Konkrete Gedankenspiele zeigen: So geht es nicht
Gibt es denn überhaupt eine Möglichkeit, angemessen zu reagieren, ohne sich auf das gleiche Niveau herabzulassen? Die gibt es tatsächlich:

- Neben dem Aufzählen von Fakten und Statistiken hilft es laut Hufer auch, den Gesprächspartner zu fragen, inwiefern er denn selbst betroffen ist.

- "Im Zweifel gilt auch immer: nachfragen, nachfragen, nachfragen." Er erklärt an einem Beispiel, was damit gemeint ist. "Wenn jemand die Grenzschließung in Deutschland fordert, sollten Sie fragen, wie er sich denn eine konkrete Lösung vorstellt." Bei einer Grenzschließung müsse man über 1.000 Kilometer Zaun verlegen, die europäische Freizügigkeit aufheben und Soldaten mit Schießbefehl an die Grenzen stellen. "Wenn man die Leute auffordert, konkret zu werden, kommen Sie irgendwann zu Maßnahmen, die in einem Land mit demokratischer Grundordnung nicht umsetzbar sind", ist sich Hufer sicher.
- Neben dem gezielten Nachfragen gibt der Wissenschaftler dem Publikum noch weitere Gegenstrategien an die Hand: Man solle nicht mitmachen, wenn der Gegenüber von einer Parole zur nächsten springt.

- Moralisierende Belehrungen würden auch nicht weiterhelfen. "Das heißt aber nicht, dass Sie nicht mit Moral argumentieren sollten", erläutert der Politologe.

- Wichtig sei auch, das "die" als generalisierende Kategorie aufzulösen.

- "In einem solchen Gespräch sollte es außerdem Ziel sein, Brücken zu bauen und die eigenen Ansprüche zu reduzieren." Der Gegenüber habe sich seine Vorurteile schließlich über Jahre hinweg gebildet. Im Idealfall schafft man es, die Position abzulehnen, die Person aber anzunehmen.

Rassismus ist vielschichtig
Der Professor der Uni Duisburg-Essen liefert auch den theoretischen Hintergrund dazu. Zur gruppenbezogenen Menschenfeindlichkeit, die oftmals in Stammtischparolen zum Ausdruck gebracht wird, gehörten neben Rassismus auch Sexismus, Homophobie, die Relativierung der NS-Zeit, Sozialdarwinismus sowie die Abwertung von Obdachlosen, Menschen mit Behinderung und Sinti und Roma. In Deutschland hätten zwischen sieben und neun Prozent der Bevölkerung ein geschlossenes rechtsextremes Weltbild, sagt Hufer.

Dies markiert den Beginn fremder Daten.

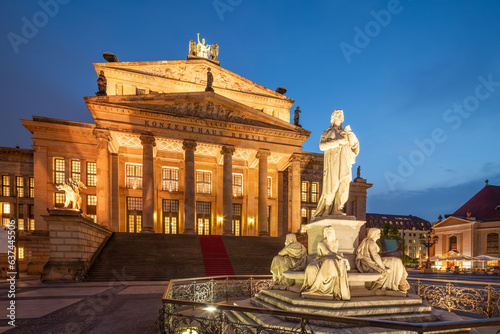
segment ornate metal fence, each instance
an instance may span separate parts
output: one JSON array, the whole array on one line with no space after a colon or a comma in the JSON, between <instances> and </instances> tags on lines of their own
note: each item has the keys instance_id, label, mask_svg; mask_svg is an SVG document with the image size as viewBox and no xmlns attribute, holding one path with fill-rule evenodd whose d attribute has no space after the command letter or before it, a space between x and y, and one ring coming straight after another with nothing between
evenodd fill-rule
<instances>
[{"instance_id":1,"label":"ornate metal fence","mask_svg":"<svg viewBox=\"0 0 500 334\"><path fill-rule=\"evenodd\" d=\"M455 282L444 280L409 279L410 293L417 294L431 306L447 311L464 311L484 314L488 318L499 316L498 287L500 284L482 284L471 288L467 285L481 285L478 282ZM428 283L429 282L429 283ZM432 283L436 284L432 284ZM346 323L355 326L373 326L425 333L430 331L457 328L474 328L500 325L500 318L461 321L438 324L411 324L393 321L379 321L362 318L316 316L281 310L267 310L230 305L230 299L243 299L255 296L271 283L271 276L223 276L204 277L170 281L163 296L158 328L161 333L314 333L309 326L311 320ZM216 310L210 306L217 303ZM228 316L228 311L260 313L297 319L292 329L263 327L243 323L240 319Z\"/></svg>"},{"instance_id":2,"label":"ornate metal fence","mask_svg":"<svg viewBox=\"0 0 500 334\"><path fill-rule=\"evenodd\" d=\"M470 287L471 285L479 286L473 288ZM500 290L498 289L500 284L465 281L450 283L445 280L412 279L410 287L411 293L418 295L429 305L443 308L448 312L485 314L488 318L500 316Z\"/></svg>"}]
</instances>

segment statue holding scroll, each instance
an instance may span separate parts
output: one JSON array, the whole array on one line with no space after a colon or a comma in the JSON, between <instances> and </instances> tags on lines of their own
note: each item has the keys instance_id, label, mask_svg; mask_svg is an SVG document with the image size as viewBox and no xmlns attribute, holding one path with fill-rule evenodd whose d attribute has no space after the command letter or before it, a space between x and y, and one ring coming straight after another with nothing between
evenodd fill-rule
<instances>
[{"instance_id":1,"label":"statue holding scroll","mask_svg":"<svg viewBox=\"0 0 500 334\"><path fill-rule=\"evenodd\" d=\"M351 127L342 128L344 112L337 109L331 117L331 126L323 131L319 148L325 152L323 162L323 192L313 219L344 214L352 181L351 167L359 153L359 141Z\"/></svg>"},{"instance_id":2,"label":"statue holding scroll","mask_svg":"<svg viewBox=\"0 0 500 334\"><path fill-rule=\"evenodd\" d=\"M306 267L306 248L297 241L295 234L287 234L285 247L279 251L271 263L273 285L293 285L294 282L283 276L287 270L304 270Z\"/></svg>"}]
</instances>

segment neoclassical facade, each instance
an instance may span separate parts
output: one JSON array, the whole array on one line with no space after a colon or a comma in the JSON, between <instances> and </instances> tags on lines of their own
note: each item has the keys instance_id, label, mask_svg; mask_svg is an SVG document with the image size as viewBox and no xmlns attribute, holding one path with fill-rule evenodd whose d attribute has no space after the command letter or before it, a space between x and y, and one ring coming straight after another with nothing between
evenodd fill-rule
<instances>
[{"instance_id":1,"label":"neoclassical facade","mask_svg":"<svg viewBox=\"0 0 500 334\"><path fill-rule=\"evenodd\" d=\"M310 221L323 155L302 151L310 132L290 122L283 89L195 56L94 67L94 124L22 120L33 137L33 268L50 248L42 216L64 205L57 185L70 178L86 187L82 212L115 232L284 236ZM370 186L352 182L347 214L365 219Z\"/></svg>"}]
</instances>

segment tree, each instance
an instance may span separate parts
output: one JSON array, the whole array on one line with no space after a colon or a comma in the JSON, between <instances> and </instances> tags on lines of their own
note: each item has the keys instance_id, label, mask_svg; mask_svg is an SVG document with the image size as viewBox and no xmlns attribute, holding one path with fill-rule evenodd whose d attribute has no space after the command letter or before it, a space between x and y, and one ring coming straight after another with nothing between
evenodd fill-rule
<instances>
[{"instance_id":1,"label":"tree","mask_svg":"<svg viewBox=\"0 0 500 334\"><path fill-rule=\"evenodd\" d=\"M385 223L384 226L382 226L380 237L383 239L401 239L398 227L389 223Z\"/></svg>"}]
</instances>

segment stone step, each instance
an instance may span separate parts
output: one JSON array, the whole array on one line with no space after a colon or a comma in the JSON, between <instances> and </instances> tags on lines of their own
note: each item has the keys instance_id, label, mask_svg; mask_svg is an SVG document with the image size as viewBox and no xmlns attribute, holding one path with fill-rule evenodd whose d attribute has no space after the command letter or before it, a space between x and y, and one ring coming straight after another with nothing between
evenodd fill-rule
<instances>
[{"instance_id":1,"label":"stone step","mask_svg":"<svg viewBox=\"0 0 500 334\"><path fill-rule=\"evenodd\" d=\"M389 317L393 318L393 315L414 314L418 315L412 317L415 320L420 318L423 321L438 320L431 314L432 308L415 295L407 298L375 296L352 298L350 301L326 301L302 299L299 294L289 291L262 290L255 298L283 310L302 313L342 317L378 316L386 320Z\"/></svg>"}]
</instances>

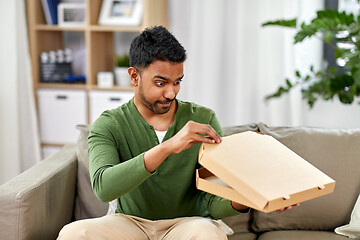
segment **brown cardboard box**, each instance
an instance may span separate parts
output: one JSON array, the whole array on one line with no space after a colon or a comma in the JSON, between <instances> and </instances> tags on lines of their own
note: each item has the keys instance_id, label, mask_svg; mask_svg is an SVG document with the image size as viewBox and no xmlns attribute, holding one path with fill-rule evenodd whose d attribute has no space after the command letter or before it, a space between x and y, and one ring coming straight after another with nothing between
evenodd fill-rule
<instances>
[{"instance_id":1,"label":"brown cardboard box","mask_svg":"<svg viewBox=\"0 0 360 240\"><path fill-rule=\"evenodd\" d=\"M202 144L198 189L262 212L333 192L335 181L275 138L243 132Z\"/></svg>"}]
</instances>

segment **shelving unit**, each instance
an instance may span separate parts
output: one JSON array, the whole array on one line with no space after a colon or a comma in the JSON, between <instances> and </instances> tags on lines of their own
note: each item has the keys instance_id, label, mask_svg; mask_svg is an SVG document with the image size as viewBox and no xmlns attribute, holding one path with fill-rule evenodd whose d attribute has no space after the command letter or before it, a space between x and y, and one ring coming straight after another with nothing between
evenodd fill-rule
<instances>
[{"instance_id":1,"label":"shelving unit","mask_svg":"<svg viewBox=\"0 0 360 240\"><path fill-rule=\"evenodd\" d=\"M28 34L35 96L37 96L39 89L75 89L84 90L87 93L94 90L132 91L132 87L123 88L115 85L113 88L105 89L97 86L97 73L112 72L114 68L114 34L116 32L140 33L146 27L154 25L168 27L167 0L144 0L142 24L135 27L98 25L102 0L85 0L85 4L86 20L84 26L59 27L46 24L41 0L27 0ZM64 49L63 33L65 32L84 34L86 83L43 83L40 80L40 54L51 50ZM36 99L37 101L38 99ZM90 123L89 111L88 123ZM62 144L64 143L42 142L43 146L60 146Z\"/></svg>"}]
</instances>

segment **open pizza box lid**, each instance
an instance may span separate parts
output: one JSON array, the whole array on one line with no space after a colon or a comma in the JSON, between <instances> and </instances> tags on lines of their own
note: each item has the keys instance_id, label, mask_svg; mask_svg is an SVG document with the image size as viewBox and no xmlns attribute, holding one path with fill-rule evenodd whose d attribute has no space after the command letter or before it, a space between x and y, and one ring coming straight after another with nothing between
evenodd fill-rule
<instances>
[{"instance_id":1,"label":"open pizza box lid","mask_svg":"<svg viewBox=\"0 0 360 240\"><path fill-rule=\"evenodd\" d=\"M196 186L262 212L333 192L335 181L275 138L243 132L202 144Z\"/></svg>"}]
</instances>

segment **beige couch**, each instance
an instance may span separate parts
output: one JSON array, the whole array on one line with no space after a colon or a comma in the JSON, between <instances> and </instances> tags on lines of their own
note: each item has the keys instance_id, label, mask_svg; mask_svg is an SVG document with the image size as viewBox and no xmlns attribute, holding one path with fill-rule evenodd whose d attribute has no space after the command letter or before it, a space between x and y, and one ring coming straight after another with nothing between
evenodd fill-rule
<instances>
[{"instance_id":1,"label":"beige couch","mask_svg":"<svg viewBox=\"0 0 360 240\"><path fill-rule=\"evenodd\" d=\"M91 191L86 126L78 143L67 145L23 174L0 186L0 239L55 239L65 224L104 215L108 204ZM227 218L230 240L348 239L334 228L349 223L360 192L360 129L268 127L224 128L225 135L246 130L274 136L336 180L334 193L304 202L284 213L251 211ZM261 149L259 149L261 150Z\"/></svg>"}]
</instances>

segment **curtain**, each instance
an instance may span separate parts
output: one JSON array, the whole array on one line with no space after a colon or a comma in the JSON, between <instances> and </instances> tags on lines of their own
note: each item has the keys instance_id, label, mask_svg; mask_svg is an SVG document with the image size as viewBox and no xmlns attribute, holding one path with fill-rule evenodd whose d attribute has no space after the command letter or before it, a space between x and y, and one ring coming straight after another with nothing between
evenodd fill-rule
<instances>
[{"instance_id":1,"label":"curtain","mask_svg":"<svg viewBox=\"0 0 360 240\"><path fill-rule=\"evenodd\" d=\"M0 184L40 160L25 1L0 1Z\"/></svg>"},{"instance_id":2,"label":"curtain","mask_svg":"<svg viewBox=\"0 0 360 240\"><path fill-rule=\"evenodd\" d=\"M308 109L300 89L264 98L285 78L294 79L295 69L320 67L322 42L294 45L295 30L261 24L308 21L323 6L313 0L170 0L170 30L188 53L179 98L213 109L222 126L303 125Z\"/></svg>"}]
</instances>

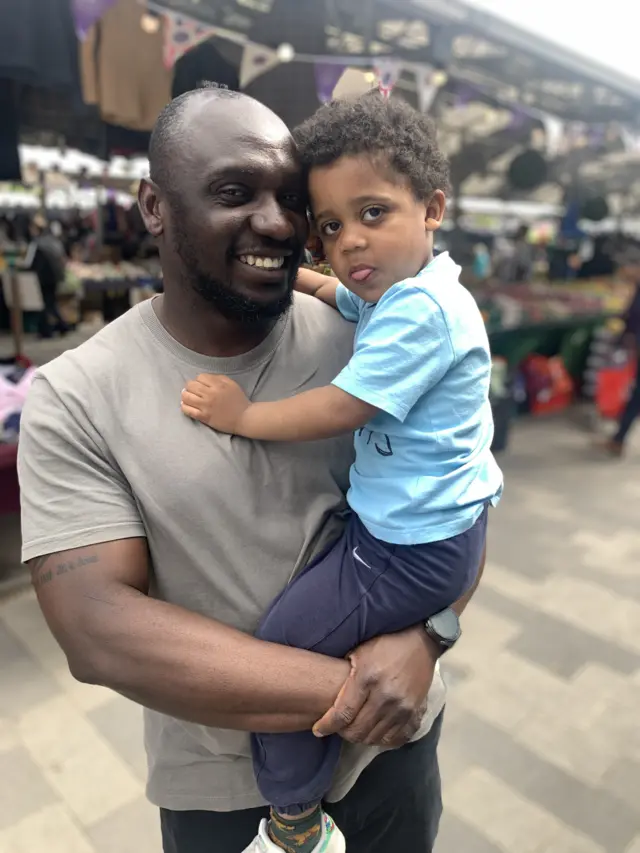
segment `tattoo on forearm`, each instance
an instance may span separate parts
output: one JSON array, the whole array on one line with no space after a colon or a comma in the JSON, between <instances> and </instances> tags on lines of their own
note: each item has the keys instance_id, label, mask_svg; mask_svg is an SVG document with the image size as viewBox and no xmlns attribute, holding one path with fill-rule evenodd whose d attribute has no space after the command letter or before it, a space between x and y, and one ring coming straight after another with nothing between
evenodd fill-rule
<instances>
[{"instance_id":1,"label":"tattoo on forearm","mask_svg":"<svg viewBox=\"0 0 640 853\"><path fill-rule=\"evenodd\" d=\"M46 557L36 557L29 562L31 569L31 582L36 589L51 583L60 575L75 572L85 566L99 563L97 554L89 554L86 557L76 557L75 560L60 560L59 554L48 554Z\"/></svg>"}]
</instances>

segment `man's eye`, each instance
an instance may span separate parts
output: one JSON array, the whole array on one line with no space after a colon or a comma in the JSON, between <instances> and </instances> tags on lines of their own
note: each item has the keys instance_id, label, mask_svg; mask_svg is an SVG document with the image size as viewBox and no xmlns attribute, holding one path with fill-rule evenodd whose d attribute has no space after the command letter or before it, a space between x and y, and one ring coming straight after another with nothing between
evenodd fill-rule
<instances>
[{"instance_id":1,"label":"man's eye","mask_svg":"<svg viewBox=\"0 0 640 853\"><path fill-rule=\"evenodd\" d=\"M384 216L384 210L381 207L368 207L362 214L363 222L377 222Z\"/></svg>"},{"instance_id":2,"label":"man's eye","mask_svg":"<svg viewBox=\"0 0 640 853\"><path fill-rule=\"evenodd\" d=\"M225 201L232 201L236 203L243 202L248 197L248 193L245 187L236 186L221 187L218 190L218 195L221 196L221 198L223 198Z\"/></svg>"},{"instance_id":3,"label":"man's eye","mask_svg":"<svg viewBox=\"0 0 640 853\"><path fill-rule=\"evenodd\" d=\"M325 222L320 230L325 237L334 237L340 230L340 223Z\"/></svg>"},{"instance_id":4,"label":"man's eye","mask_svg":"<svg viewBox=\"0 0 640 853\"><path fill-rule=\"evenodd\" d=\"M307 199L301 193L285 193L282 196L282 203L294 210L306 210Z\"/></svg>"}]
</instances>

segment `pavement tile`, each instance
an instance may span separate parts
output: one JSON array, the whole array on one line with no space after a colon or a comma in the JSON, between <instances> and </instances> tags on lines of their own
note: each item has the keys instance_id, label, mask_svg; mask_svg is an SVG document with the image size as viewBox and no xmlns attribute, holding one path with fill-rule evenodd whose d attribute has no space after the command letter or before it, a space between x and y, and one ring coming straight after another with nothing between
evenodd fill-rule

Dass die AfD als rechtspopulistische (nicht rechtsextreme) Partei auch schon vor der Flüchtlingskrise ein beachtliches Wählerpotenzial gehabt hätte, begründet Hufer mit einer Statistik aus dem Jahr 2012. Damals hätten 50 Prozent der Bevölkerung der Aussage zugestimmt, es gebe zu viele Ausländer in Deutschland. Knapp 20 Prozent fanden, Juden hätten in diesem Land zu viel Einfluss. Drei von zehn Menschen waren gar der Meinung, es gebe eine natürliche Hierarchie zwischen schwarzen und weißen Menschen. Angesichts dieser Zahlen gibt Hufer dem größtenteils protestantischen Publikum am Ende noch einen Ratschlag von Martin Luther auf den Weg, sich beim Argumentieren knapp zu halten: "Mach's Maul auf, sprich's gerade aus, hör' bald auf."